A clash of ideologies played out on stage

By Anil Datta
March 27, 2017

As the West would like to have us believe, socialism has come to an end. But, has it? Certainly not if one would have watched the play, 'Tasadum' (Clash), staged at the National Academy of Performing Arts (Napa) basement theatre on Saturday evening.

The story pivots around a boys’ hostel in a college with a group of radical, leftist students  actively involved in bringing about a change in the existing, exploitative capitalist order and working in right earnest to set up an egalitarian system where socio-economic justice reigns supreme. 

The two characters who dominate are students. Azeem (portrayed most deftly by Ishtaiq) is very ideologically motivated but is intellectually orientated.
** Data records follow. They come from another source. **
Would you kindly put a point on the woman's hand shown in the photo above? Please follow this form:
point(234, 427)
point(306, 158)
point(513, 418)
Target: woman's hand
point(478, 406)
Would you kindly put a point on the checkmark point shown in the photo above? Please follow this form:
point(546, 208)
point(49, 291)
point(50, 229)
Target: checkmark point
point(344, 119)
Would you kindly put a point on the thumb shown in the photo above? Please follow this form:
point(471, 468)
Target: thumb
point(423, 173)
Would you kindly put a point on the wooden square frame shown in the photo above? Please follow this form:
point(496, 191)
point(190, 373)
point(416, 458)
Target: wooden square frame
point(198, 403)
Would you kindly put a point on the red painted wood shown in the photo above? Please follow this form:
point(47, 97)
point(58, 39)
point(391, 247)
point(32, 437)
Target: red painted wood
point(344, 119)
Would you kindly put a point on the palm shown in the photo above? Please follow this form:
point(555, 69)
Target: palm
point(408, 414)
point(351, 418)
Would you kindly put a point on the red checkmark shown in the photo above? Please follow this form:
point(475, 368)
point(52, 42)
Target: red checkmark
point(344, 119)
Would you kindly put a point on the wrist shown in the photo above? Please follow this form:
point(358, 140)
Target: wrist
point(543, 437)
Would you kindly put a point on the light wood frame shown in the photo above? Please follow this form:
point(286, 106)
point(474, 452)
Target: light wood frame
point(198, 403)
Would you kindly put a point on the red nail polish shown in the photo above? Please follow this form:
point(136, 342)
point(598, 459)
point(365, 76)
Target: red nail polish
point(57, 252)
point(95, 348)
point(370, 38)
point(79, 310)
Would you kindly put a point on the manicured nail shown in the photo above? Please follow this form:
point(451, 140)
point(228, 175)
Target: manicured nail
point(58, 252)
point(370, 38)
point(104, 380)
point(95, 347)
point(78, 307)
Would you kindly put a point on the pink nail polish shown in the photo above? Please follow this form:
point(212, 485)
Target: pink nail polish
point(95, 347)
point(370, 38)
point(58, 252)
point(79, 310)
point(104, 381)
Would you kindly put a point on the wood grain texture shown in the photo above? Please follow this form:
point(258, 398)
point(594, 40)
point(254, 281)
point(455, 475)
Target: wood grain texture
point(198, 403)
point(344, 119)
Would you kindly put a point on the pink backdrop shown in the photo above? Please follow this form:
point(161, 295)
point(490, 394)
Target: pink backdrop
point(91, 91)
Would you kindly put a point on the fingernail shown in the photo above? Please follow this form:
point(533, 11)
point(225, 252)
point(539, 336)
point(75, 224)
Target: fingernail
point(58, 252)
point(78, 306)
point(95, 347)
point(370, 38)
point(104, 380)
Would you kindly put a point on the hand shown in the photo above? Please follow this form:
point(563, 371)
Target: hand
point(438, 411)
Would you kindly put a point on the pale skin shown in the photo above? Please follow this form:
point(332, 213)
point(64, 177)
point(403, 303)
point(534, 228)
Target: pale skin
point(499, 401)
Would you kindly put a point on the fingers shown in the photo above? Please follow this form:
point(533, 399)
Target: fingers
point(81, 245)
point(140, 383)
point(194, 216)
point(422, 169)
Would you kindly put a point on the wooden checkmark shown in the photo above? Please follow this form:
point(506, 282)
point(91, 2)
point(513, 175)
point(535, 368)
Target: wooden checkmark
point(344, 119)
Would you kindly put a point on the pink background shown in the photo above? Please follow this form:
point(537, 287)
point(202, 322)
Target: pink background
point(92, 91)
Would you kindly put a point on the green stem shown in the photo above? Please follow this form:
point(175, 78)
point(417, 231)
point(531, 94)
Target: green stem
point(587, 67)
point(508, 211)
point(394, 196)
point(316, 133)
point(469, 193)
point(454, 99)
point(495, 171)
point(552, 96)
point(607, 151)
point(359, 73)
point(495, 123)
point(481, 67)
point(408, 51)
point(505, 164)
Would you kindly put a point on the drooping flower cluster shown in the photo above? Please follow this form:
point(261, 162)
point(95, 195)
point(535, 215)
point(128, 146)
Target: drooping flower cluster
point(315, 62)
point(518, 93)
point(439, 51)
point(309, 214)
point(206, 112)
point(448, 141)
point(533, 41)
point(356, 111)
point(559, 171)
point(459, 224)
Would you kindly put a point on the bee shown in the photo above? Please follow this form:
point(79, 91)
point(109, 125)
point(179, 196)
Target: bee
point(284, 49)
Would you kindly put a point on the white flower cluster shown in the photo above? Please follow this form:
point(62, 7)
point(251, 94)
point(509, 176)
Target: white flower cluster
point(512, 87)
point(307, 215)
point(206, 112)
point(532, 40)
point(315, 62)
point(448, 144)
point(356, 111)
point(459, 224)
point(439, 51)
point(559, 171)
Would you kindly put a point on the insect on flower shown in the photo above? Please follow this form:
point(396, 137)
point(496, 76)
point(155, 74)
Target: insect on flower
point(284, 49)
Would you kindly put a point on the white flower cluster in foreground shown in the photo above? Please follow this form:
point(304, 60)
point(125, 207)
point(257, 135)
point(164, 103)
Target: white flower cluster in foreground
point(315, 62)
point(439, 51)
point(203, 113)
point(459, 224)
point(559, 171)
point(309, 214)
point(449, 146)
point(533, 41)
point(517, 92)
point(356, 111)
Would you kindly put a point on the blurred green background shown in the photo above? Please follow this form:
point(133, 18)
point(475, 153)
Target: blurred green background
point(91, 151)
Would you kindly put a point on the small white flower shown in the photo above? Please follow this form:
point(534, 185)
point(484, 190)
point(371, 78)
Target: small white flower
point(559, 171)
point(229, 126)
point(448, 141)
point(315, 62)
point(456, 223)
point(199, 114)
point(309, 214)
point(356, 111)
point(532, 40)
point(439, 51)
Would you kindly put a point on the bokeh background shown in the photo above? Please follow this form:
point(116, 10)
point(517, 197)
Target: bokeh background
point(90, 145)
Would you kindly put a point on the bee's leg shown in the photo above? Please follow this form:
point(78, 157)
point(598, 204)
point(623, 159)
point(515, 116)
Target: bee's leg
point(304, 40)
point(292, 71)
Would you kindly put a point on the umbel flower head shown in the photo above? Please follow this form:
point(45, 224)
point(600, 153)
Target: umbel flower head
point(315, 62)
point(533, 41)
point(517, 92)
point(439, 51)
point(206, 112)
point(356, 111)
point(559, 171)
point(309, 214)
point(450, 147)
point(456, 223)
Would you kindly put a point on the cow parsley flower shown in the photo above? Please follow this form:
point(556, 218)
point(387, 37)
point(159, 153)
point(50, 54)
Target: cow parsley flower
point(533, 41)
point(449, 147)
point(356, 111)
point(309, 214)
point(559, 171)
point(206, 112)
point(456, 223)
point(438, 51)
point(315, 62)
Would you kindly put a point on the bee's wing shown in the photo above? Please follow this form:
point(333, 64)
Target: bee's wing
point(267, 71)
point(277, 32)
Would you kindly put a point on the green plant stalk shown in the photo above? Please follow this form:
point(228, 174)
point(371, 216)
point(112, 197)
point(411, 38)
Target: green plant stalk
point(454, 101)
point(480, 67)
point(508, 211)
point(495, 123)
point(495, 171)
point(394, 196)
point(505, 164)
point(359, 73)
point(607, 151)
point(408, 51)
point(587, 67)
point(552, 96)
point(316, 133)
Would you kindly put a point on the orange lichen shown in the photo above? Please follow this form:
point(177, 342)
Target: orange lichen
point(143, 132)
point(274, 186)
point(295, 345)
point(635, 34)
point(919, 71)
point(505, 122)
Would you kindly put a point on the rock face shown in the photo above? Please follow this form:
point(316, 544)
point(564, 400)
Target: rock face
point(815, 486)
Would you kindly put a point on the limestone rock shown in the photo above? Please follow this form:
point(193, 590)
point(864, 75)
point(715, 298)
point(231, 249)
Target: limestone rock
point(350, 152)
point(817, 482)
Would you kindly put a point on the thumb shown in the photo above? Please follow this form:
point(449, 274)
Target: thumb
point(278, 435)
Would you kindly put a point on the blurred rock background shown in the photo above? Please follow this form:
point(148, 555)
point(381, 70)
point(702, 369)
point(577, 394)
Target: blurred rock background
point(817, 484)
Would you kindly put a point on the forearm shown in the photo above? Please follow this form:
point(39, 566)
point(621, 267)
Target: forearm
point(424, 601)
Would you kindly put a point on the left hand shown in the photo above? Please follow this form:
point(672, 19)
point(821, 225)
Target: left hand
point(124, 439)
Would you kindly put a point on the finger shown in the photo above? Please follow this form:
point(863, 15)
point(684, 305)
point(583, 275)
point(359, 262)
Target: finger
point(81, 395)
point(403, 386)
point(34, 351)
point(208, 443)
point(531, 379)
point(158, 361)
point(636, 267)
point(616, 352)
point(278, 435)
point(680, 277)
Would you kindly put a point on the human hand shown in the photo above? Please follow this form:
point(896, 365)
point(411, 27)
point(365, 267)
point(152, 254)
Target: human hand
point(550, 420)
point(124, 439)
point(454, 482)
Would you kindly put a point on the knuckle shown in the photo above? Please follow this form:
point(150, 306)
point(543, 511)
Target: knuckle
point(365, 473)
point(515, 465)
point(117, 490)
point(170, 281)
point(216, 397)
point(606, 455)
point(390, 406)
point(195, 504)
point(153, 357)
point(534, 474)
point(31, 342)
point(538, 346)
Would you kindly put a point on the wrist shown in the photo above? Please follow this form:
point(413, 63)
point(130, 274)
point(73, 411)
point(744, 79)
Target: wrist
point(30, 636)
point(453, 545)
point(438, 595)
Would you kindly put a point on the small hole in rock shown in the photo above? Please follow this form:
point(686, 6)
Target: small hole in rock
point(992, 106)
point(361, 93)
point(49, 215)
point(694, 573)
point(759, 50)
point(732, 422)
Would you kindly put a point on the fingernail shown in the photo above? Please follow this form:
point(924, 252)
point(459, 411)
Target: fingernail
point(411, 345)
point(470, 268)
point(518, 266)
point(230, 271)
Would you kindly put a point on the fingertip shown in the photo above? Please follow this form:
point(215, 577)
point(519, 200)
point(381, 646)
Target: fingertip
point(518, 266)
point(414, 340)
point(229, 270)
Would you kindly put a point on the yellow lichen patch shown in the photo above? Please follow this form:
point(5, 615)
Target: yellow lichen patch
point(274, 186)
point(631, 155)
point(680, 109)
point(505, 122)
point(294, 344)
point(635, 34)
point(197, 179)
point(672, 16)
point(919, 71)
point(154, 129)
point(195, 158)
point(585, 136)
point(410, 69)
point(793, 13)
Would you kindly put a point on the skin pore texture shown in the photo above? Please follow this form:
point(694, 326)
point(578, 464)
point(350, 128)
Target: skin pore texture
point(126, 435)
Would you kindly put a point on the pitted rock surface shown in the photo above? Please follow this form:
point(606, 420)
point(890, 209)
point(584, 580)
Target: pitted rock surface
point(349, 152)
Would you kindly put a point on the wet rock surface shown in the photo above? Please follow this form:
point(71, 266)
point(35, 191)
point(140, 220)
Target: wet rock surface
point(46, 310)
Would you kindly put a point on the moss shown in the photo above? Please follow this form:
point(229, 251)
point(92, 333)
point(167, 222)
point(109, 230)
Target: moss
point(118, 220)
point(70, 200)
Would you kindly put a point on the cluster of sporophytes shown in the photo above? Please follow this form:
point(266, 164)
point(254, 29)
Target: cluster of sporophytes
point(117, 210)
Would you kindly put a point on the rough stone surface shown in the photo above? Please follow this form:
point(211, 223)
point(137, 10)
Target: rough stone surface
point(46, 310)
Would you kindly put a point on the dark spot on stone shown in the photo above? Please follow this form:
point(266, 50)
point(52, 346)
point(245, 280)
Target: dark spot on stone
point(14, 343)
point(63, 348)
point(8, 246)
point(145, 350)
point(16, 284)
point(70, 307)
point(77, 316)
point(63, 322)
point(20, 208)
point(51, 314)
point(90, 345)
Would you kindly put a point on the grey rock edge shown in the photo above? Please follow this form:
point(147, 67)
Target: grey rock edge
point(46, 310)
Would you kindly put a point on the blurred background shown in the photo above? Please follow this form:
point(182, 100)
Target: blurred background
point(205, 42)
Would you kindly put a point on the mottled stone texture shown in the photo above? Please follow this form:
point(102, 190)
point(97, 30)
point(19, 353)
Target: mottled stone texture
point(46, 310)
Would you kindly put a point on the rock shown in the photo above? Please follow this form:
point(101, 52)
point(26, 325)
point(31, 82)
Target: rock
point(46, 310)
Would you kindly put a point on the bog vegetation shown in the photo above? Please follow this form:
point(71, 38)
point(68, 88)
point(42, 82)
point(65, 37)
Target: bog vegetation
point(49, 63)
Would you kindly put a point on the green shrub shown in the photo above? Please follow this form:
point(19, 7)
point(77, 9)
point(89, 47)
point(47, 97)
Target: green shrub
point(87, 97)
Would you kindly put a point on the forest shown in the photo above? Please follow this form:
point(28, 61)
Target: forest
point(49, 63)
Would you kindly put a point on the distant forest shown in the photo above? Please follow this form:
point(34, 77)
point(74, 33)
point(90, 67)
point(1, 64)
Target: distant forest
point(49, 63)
The other one attired just like revolutionary Che Guevara, complete with that legendary beret, is a more romantic revolutionary who makes some caustic comments about the existing exploitative capitalist order.

One of his quotes “These are not the days of freedom. These are the days of servility and oppression” are an apt comment on a system based on expediency even if it involves unethical practices.

The students have frequent discussions, sometimes even acrimonious, about their individual concepts of bringing about a revolution. Azeem, who is dreaming of being an editor of a leftist paper, also has some very profound comments to make about the exploitative capitalist system.

While these highly motivated young people are passionately preoccupied with their plans for ushering in a massive change, they are oblivious to the schemes being hatched by counter-revolutionary forces, among them, the foremost being the college principal, astutely played by Naveed Kamal.

He tries to derail the students’ ideological ambitions by arranging a scholarship for Azeem to pursue higher studies at Harvard. He tells Naveed’s mother that when he returns, he’ll be a big officer in the planning and development department and reminds her that the country’s economic policies are, after all,  being dictated by Harvard, a stinging remark on the state of Pakistan’s dependence on US-based institutions.

Azeem being ideologically fired turns down the offer violently and tears the letter to shreds. Ultimately, the principal threatens to have all the revolutionaries fixed up. And, lo and behold, they are finally eliminated.

The astute direction of Imran Aslam’s play by Akbar Islam is a must-see for those who want to know more about the ideological currents and under-currents sweeping across the globe and the truth (read lack of it) in the present-day world.

Imran Aslam has really done a timely job by bringing home the reality of the ideological propaganda aimed at the naïve about the “death of Socialism” syndrome being pumped into the minds of the young, and the inherent lie therein. Akbar Islam made it all the more profound.